Some important things to keep in mind: it's an important aspect of design to indicate to the users when addresses are linked to one another. I.e. corporate address being the same as shipping address; if they want to change the shipping address, do they want to change the corporate address too, or do they want to specify a new loading dock? This sort of stuff, and the ability to present users with this information and to change things with this sort of granularity is VERY important. This is important, too, about the updates; give the user the granularity to "split" entries. Not that this sort of UI is easy to design; in point of fact, it's a bitch. But it's really important to do; anything less will almost certainly cause your users to get very frustrated and annoyed.
Also; I'd strongly recommend keeping around the old address data; don't run a process to clean it up. Unless you have a VERY busy database, your database software will be able to handle the excess data. Really. One common mistake I see about databases is attempting to overoptimize; you DO want to optimize the hell out of your queries, but you DON'T want to optimize your unused data out. (Again, if your database activity is VERY HIGH, you may need to have something does this, but it's almost a certainty that your database will work well with still having excess data around in the tables.) In most situations, it's actually more advantageous to simply let your database grow than it is to attempt to optimize it. (Deletion of sporadic data from your tables won't cause a significant reduction in the size of your database, and when it does... well, the reindexing that that causes can be a gigantic drain on the database.)

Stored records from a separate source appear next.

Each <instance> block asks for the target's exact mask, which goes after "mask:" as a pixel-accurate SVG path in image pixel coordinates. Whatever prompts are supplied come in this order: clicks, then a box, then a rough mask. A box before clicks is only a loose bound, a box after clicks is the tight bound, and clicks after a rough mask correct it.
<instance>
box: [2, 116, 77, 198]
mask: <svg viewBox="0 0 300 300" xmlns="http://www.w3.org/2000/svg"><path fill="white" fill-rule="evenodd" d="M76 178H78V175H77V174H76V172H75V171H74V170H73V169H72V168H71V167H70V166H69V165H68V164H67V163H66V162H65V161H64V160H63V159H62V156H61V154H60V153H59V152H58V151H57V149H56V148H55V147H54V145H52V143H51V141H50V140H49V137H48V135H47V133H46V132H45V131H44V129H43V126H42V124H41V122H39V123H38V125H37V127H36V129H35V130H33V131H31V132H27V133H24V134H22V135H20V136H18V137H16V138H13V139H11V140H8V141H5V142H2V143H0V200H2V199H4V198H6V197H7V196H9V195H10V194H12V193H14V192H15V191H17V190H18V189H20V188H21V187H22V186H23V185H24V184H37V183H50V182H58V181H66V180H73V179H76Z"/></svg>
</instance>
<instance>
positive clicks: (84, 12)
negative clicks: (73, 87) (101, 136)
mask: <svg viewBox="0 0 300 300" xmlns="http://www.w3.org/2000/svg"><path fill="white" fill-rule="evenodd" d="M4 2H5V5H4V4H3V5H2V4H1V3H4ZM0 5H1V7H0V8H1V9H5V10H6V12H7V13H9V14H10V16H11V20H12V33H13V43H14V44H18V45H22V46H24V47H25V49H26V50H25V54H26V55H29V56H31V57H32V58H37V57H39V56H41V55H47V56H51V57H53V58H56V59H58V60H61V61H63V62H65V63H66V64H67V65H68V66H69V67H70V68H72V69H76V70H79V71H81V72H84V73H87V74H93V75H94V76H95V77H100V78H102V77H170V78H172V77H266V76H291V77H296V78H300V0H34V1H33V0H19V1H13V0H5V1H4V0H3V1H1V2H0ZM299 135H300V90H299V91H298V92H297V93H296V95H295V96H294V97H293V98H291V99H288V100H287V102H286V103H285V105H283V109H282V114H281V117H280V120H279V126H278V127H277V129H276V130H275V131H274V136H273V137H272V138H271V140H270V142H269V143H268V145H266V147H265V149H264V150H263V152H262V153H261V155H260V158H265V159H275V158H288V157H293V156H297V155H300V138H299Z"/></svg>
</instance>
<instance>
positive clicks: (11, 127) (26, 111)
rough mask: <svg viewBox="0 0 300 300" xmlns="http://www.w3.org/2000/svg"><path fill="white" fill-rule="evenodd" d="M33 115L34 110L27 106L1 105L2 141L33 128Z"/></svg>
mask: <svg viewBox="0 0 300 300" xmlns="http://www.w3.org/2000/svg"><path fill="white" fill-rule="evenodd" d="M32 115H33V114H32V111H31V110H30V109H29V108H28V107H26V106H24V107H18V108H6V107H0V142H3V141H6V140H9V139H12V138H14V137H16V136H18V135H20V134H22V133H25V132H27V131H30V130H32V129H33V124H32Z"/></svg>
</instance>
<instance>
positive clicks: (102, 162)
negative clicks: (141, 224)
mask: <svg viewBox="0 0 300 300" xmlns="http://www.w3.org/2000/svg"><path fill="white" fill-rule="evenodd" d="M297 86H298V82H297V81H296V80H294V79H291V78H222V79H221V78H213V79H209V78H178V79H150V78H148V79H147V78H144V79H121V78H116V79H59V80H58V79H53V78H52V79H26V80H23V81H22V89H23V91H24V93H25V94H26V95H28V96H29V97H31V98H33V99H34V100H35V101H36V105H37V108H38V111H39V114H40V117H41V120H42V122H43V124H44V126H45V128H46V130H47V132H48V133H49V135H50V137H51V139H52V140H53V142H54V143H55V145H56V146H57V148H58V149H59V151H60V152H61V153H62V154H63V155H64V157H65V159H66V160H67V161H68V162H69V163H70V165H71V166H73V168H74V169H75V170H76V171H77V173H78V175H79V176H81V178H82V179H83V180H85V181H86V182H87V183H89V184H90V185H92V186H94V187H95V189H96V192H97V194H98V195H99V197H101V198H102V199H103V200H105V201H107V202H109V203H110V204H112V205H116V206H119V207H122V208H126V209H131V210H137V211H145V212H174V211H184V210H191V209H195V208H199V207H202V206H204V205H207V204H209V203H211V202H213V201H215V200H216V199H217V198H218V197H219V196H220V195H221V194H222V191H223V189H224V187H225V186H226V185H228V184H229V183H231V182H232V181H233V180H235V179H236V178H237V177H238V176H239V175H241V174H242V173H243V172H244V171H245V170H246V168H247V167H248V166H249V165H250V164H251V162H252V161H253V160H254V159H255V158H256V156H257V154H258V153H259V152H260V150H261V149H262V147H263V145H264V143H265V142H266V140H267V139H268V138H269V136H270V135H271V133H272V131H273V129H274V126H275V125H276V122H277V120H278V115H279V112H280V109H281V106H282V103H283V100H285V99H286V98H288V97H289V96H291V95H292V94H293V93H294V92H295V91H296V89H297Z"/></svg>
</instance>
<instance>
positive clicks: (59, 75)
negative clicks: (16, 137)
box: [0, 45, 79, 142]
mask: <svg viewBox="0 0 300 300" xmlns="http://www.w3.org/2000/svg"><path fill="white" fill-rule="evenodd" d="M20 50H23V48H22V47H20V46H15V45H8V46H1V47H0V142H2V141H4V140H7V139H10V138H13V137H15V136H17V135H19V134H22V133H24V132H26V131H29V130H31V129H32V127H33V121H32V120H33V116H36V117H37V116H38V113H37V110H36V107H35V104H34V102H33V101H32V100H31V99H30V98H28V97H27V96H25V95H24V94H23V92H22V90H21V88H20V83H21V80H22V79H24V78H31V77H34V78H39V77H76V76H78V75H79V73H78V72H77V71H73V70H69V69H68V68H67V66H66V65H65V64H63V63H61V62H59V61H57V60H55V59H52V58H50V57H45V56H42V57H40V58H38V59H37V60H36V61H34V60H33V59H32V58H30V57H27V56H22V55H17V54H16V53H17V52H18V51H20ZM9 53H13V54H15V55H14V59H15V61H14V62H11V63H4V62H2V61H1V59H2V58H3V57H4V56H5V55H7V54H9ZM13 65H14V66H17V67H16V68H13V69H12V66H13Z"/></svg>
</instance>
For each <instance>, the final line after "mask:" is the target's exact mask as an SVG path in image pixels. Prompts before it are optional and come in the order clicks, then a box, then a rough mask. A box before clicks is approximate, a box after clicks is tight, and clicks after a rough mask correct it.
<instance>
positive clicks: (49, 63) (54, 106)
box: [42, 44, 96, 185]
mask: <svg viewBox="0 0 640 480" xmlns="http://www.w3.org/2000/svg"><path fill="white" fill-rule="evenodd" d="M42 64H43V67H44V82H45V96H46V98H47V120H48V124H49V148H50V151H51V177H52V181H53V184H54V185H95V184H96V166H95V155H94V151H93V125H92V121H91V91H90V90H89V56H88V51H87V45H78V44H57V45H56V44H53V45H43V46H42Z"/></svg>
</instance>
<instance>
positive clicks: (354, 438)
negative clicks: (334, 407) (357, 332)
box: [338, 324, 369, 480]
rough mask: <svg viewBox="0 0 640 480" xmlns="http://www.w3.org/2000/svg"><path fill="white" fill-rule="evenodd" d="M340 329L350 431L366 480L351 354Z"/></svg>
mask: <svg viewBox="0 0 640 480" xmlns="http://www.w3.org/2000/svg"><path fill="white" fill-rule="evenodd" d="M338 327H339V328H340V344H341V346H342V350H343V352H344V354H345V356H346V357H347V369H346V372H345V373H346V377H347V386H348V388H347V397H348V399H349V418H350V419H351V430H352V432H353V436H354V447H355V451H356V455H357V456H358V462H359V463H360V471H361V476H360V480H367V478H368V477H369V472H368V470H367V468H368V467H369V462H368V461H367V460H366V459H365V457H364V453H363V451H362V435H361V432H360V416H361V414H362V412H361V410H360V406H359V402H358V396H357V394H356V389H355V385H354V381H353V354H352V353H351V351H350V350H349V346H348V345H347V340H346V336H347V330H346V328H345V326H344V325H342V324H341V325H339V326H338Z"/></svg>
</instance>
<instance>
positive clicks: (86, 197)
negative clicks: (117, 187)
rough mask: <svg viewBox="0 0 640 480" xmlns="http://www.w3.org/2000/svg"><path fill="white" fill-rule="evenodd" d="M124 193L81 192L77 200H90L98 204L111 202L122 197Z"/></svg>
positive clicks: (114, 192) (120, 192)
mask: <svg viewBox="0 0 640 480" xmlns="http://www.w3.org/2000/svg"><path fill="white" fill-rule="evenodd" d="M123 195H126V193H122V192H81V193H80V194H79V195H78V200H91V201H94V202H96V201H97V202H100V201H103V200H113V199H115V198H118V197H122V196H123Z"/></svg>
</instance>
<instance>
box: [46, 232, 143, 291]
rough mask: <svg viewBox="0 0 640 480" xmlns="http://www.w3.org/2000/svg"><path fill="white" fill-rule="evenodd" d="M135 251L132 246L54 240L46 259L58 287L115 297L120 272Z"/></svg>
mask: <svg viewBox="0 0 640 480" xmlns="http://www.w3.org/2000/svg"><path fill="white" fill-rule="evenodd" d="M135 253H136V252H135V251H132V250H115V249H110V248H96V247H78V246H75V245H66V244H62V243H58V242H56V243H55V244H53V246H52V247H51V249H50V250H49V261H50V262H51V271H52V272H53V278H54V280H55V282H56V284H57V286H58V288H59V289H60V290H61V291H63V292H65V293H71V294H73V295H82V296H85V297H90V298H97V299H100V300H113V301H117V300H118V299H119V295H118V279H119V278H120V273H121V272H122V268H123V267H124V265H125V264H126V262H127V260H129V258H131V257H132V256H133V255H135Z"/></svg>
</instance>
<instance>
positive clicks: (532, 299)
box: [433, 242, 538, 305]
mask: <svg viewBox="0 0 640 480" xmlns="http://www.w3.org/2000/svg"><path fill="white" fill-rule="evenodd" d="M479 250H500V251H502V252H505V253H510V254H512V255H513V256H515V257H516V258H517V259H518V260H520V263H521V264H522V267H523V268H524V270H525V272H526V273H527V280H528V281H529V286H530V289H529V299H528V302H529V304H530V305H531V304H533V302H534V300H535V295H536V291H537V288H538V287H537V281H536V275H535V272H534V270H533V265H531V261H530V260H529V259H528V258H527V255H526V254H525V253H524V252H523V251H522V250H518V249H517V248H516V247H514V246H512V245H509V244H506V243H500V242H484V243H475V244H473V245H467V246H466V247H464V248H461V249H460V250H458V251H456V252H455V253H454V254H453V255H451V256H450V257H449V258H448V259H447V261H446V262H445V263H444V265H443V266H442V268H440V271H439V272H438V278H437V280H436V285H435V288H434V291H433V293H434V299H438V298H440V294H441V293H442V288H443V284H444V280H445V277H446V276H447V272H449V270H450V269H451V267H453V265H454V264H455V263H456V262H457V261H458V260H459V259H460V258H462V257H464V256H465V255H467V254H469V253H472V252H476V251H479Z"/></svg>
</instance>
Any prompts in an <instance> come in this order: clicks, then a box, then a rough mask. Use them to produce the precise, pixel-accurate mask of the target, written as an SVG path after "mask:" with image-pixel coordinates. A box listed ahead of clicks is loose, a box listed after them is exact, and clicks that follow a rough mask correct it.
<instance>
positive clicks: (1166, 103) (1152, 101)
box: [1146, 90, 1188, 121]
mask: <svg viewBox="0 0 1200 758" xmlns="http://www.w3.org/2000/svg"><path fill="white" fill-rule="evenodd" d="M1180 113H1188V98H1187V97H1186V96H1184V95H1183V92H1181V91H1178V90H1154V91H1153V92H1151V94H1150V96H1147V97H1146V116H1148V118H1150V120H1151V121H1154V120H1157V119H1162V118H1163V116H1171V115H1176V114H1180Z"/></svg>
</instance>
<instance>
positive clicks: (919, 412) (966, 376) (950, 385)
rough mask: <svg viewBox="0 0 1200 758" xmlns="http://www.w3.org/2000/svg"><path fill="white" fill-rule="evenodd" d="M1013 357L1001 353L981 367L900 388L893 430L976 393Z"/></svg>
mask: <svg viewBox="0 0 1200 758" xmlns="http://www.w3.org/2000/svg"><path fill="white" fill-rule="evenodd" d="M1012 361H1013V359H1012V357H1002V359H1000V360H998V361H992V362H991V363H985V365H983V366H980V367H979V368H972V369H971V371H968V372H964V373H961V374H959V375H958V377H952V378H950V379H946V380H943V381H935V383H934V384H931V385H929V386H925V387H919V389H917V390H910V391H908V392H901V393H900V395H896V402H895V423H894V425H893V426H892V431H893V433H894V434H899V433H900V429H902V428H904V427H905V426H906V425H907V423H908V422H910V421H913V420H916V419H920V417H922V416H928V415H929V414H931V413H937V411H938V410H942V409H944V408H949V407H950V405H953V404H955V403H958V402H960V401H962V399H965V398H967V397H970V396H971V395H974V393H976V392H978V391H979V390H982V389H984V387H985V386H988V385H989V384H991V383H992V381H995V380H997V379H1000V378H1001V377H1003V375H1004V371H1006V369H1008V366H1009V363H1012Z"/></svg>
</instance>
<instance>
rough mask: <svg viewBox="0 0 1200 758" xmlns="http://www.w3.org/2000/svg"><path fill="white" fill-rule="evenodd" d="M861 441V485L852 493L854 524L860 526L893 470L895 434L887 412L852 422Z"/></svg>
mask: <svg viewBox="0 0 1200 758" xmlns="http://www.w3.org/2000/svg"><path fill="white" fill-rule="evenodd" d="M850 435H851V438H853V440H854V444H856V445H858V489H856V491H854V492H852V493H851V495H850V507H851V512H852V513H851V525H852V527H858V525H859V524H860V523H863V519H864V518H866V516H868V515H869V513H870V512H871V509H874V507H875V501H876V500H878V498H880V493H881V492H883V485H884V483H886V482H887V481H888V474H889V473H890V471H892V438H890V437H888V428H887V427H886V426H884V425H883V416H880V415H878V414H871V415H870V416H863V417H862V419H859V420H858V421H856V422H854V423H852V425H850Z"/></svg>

Do you want to keep a historical record of what address was originally on the purchase order?
If yes go with option 1, otherwise store it in the supplier table and link each purchase order to the supplier.
BTW: A sure sign of a poor DB design is the need for an automated job to keep the data "cleaned up" or in synch. Option 2 is likely a bad idea by that measure
I think I agree with JohnFx..
Another thing about (snail-)mail addresses, since you want to include country I assume you want to ship/mail internationally, please keep the address field mostly freeform text. It's really annoying having to make up an 5 digit zip code when Norway don't have zip-codes, we have 4 digit post-numbers.
The best fields would be:
Name/Company
Address (multiline textarea)
Country
This should be pretty global, if the US-postal system require zip-codes in a specific format, then include that too but make it optional unless USA is selected as country. Everyone know how to format the address in their country, so as long as you keep the linebreaks it should be okay...
Why would any of the rows on the address table become unused? Surely they would still be pointed at by the purchase order that used them?
It seems to me that stopping the duplicates should be the priority, thus negating the need for any cleanup.
In the case of orders, you would never want to update the address as the person (or company) address changed if the order has been sent. You meed the record of where the order was actually sent if there is an issue with the order.
The address table is a good idea. Make a unique constraint on it so that the same entity cannot have duplicate addresses. You may still get them as users may add another one instead of looking them up and if they spell things slightly differently (St. instead of Street) the unique constraint won't prevent that. Copy the data at the time the order is created to the order. This is one case where you want the multiple records because you need a historical record of what you sent where. Only allowing inserts and deletes to the table makes no sense to me as they aren't any safer than updates and involve more work for the database. An update is done in one call to the database. If an address changes in your idea, then you must first delete the old address and then insert the new one. Not only more calls to the databse but twice the chance of making a code error.
I've seen every system using option 1 get into data quality trouble. After 5 years 30% of all addresses will no longer be current.